Files
Abstract
Websites remain popular targets for Cross-Site Scripting (XSS) attacks. Although the prevalence of XSS attacks is on the rise, many developers do not have the cybersecurity expertise to secure their web applications against these attacks. Non-security experts are often unfamiliar with writing and understanding exploit code making it difficult for them do web security tasks such as penetration testing and understanding the malicious intentions of an attacker who is targeting their web application. Automated Exploit Generation (AEG) is one solution for preemptively securing web applications against XSS attacks.
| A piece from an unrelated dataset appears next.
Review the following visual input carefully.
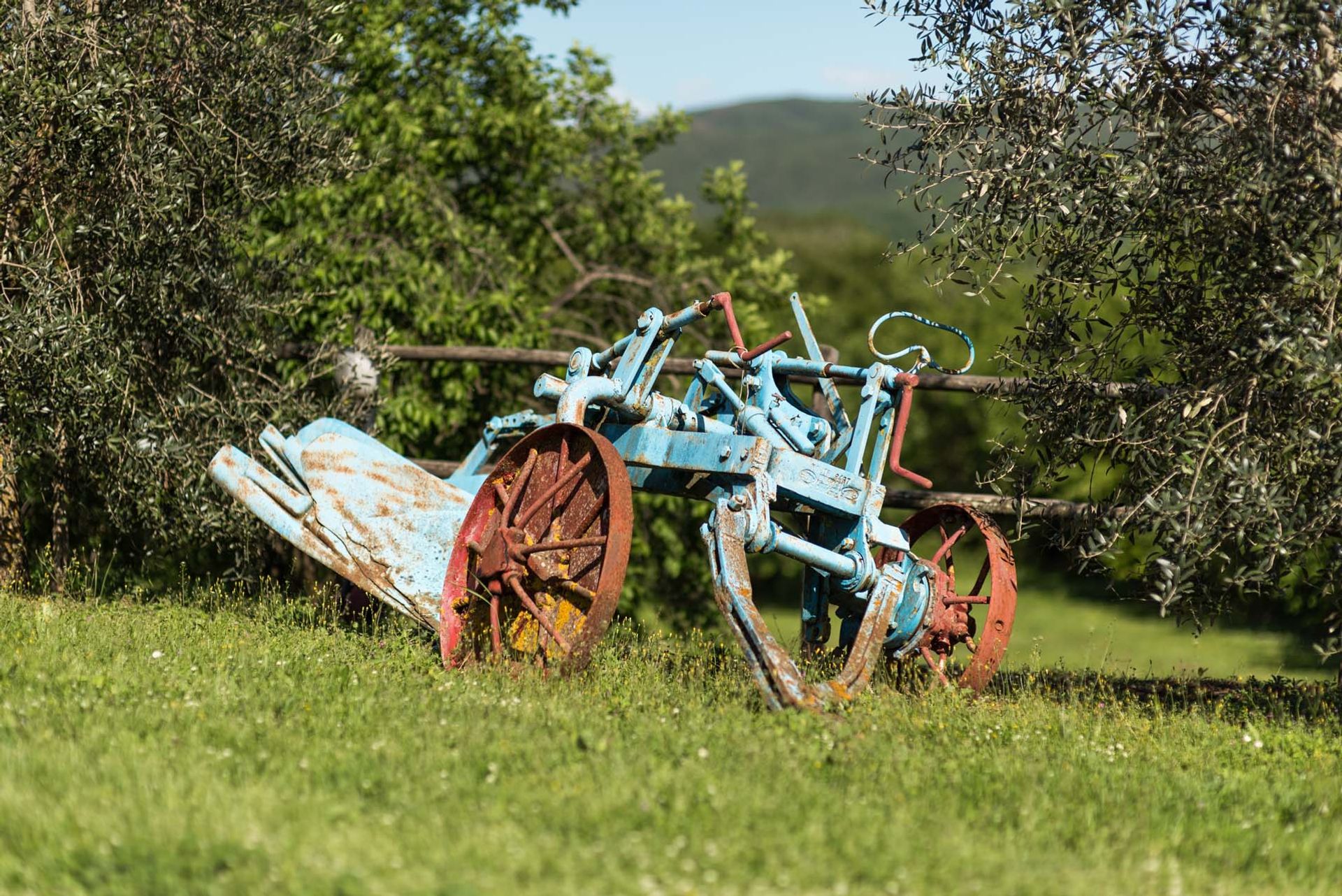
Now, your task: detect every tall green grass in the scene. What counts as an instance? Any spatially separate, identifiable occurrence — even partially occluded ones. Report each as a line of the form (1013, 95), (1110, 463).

Additionally, Natural Language Processing (NLP) can allow non-security experts to utilize natural language to generate exploit code and use exploit code to generate natural language descriptions of an attacker's intentions.This thesis presents HIJaX, a novel Natural Language-to-JavaScript generator prototype that combines NLP and AEG to do bi-directional English and code translations. This allows HIJaX to generate XSS attack code from English sentences as well as English sentences that explain the intentions of an attack, from XSS attack code. HIJaX provides non-security experts in the Software Development Life Cycle with a tool that allows them to understand and write XSS attacks without needing to have substantial knowledge in the field of cybersecurity. HIJaX utilizes CodeBERT, a state-of-the-art language model created by Microsoft for the purpose of translating between natural language and programming code in real-time. HIJaX trains on the malicious dataset, a curated collection of intent-snippet pairs where the intent is an English description an XSS attack and the snippet is the XSS attack code. This thesis explores different methods for dataset creation, discusses experiments that measure the usability of HIJaX, and presents the results of a user study that examines how non-security experts view HIJaX as a viable option to secure their web applications.